The company said the remaining 12 employees will “ensure the professional management of matters relating to the closure, including the review of available options for sale of the company’s assets.”
Customer Lockbox
According to a company statement issued Monday morning, Furniture.com has had “difficulty securing sufficient capital to fund operations going forward.” Ironically, the site bears the upbeat message “Furniture.com is proud to announce an exciting new look, designed to make our website even more user-friendly and eye-appealing.”
However, the Framingham, Massachusets-based company said that it had been placing consumer deposits and payments into an escrow account since May in order to “safeguard availability of funds for refund.”
Eligible customers who have not received refunds will be contacted by the escrow agent within approximately 60 days with instructions on how to submit refund claims, Furniture.com said.
Furniture.com’s Troubled Year
Although Furniture.com started out in 2000 with high hopes and filed for an initial public offering (IPO) in January, the company has been beset with problems. Like many e-tailers, Furniture.com has not been able to turn the corner to profitability. Last year, according to its IPO filing, the company lost US$46.5 million.

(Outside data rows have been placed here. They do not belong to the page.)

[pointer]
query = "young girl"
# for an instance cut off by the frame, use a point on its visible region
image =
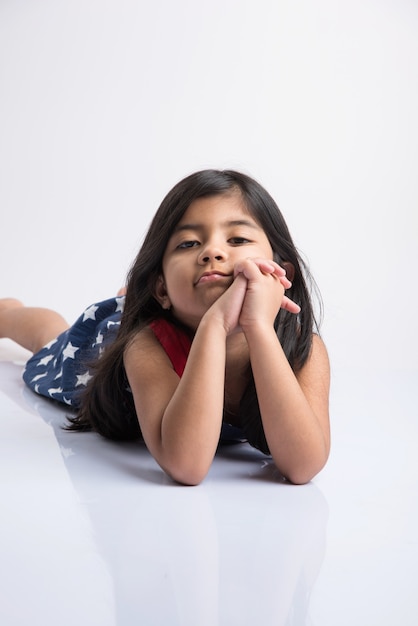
(205, 339)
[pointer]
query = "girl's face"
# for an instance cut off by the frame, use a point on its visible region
(198, 263)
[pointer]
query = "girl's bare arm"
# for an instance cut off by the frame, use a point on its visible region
(294, 408)
(180, 419)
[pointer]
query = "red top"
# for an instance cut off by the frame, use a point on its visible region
(174, 341)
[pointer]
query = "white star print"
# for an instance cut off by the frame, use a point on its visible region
(120, 304)
(35, 378)
(45, 360)
(83, 379)
(53, 390)
(90, 313)
(69, 351)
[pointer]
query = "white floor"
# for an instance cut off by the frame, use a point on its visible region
(94, 533)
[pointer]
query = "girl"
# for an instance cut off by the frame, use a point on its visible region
(207, 339)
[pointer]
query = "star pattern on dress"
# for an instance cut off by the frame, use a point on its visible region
(53, 390)
(59, 369)
(69, 351)
(120, 302)
(90, 313)
(83, 379)
(45, 360)
(38, 377)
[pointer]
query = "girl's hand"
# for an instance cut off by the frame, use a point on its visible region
(266, 284)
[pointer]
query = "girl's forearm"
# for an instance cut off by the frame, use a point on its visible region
(296, 435)
(192, 421)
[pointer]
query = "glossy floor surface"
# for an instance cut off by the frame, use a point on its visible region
(94, 533)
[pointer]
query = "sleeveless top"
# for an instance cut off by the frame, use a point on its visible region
(61, 369)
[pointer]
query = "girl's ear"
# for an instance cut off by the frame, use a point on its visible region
(160, 293)
(290, 269)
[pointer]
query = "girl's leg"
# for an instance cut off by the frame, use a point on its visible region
(30, 327)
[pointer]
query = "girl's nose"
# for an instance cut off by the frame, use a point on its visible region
(211, 252)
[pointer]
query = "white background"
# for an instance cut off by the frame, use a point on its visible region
(105, 105)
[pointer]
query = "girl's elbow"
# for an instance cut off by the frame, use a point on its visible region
(187, 475)
(302, 474)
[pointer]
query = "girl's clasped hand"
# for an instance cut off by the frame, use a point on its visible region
(215, 330)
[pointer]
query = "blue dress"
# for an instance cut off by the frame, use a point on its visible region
(61, 369)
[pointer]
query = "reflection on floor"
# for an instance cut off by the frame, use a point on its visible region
(95, 533)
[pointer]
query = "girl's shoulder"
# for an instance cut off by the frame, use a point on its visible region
(159, 340)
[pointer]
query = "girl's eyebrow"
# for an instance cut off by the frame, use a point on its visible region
(229, 223)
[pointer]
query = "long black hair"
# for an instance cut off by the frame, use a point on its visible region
(107, 405)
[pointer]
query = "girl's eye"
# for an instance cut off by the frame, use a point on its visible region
(187, 244)
(238, 240)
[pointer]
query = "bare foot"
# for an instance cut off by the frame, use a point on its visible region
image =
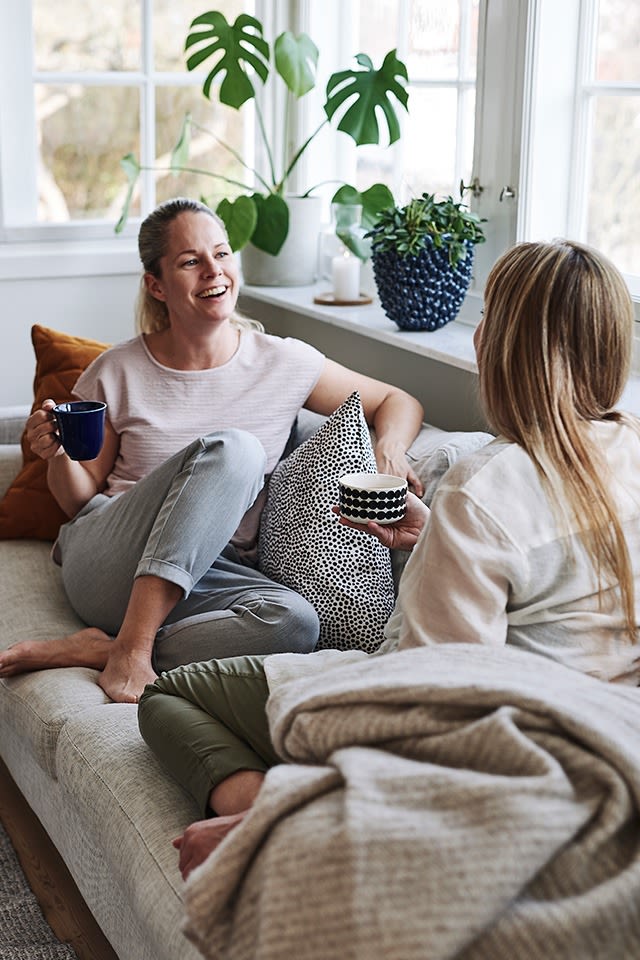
(126, 674)
(89, 647)
(202, 837)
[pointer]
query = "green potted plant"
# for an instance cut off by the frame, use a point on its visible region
(261, 217)
(422, 256)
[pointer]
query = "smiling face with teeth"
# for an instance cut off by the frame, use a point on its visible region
(198, 279)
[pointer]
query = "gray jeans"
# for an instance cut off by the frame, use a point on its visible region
(176, 523)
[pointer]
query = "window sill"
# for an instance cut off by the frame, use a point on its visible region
(452, 345)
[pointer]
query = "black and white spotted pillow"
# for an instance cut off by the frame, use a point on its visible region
(344, 573)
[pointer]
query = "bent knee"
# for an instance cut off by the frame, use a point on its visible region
(287, 623)
(237, 443)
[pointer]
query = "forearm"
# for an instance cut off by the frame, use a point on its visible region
(397, 422)
(70, 483)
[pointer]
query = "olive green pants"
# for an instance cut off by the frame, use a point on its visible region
(205, 721)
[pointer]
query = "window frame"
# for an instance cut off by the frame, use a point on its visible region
(505, 160)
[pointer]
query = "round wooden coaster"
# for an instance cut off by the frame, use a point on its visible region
(328, 300)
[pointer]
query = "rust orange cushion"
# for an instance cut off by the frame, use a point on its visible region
(28, 509)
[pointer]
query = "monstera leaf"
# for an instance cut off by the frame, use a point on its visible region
(241, 45)
(296, 61)
(273, 223)
(371, 89)
(240, 217)
(376, 198)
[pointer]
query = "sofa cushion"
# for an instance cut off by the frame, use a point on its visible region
(344, 573)
(121, 811)
(28, 510)
(33, 606)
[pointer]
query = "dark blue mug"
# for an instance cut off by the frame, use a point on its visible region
(80, 426)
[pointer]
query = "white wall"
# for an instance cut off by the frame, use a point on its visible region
(45, 291)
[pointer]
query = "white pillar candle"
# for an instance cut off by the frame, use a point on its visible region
(345, 274)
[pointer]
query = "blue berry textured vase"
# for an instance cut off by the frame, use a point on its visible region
(421, 291)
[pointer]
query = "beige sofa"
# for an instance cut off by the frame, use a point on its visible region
(79, 759)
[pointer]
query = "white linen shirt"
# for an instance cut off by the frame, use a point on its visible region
(494, 566)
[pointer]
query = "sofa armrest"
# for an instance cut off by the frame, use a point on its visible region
(12, 421)
(10, 464)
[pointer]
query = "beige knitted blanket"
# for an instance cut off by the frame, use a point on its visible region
(456, 801)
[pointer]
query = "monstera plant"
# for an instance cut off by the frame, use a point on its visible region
(240, 60)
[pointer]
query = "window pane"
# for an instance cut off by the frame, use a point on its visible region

In June, citing poor market conditions, the company withdrew its proposed IPO and met with bankruptcy attorneys. The summer months also saw the exodus of six high-level executives and two board members, as well as the layoff of 41 percent of the company’s workforce.
According to published reports, several of the executives who resigned said that they did so because they were concerned about the company’s business practices.
The only thing that saved Furniture.com from bankruptcy over the summer was a last-minute cash infusion of $27 million from a group of investors led by Internet venture firm CMGI.
Furniture Fallout
Furniture.com’s closing is sure to send chills down the spine of other online furniture stores because it was undeniably one of the most trafficked in the sector.
The company claims that approximately one million unique users visited the site in September, adding that its revenues of $22 million for the first nine months of 2000 were more than twice its net revenues for all of 1999.
Notably, the failure of two high-profile competitors failed to boost Furniture.com’s fortunes. In August, Amazon-backed site Living.com announced that it would lay off all 275 of its employees and file for bankruptcy, while HomePortfolio.com said a month later that it would close its e-commerce operations and reinvent itself as an application service provider for the furniture industry.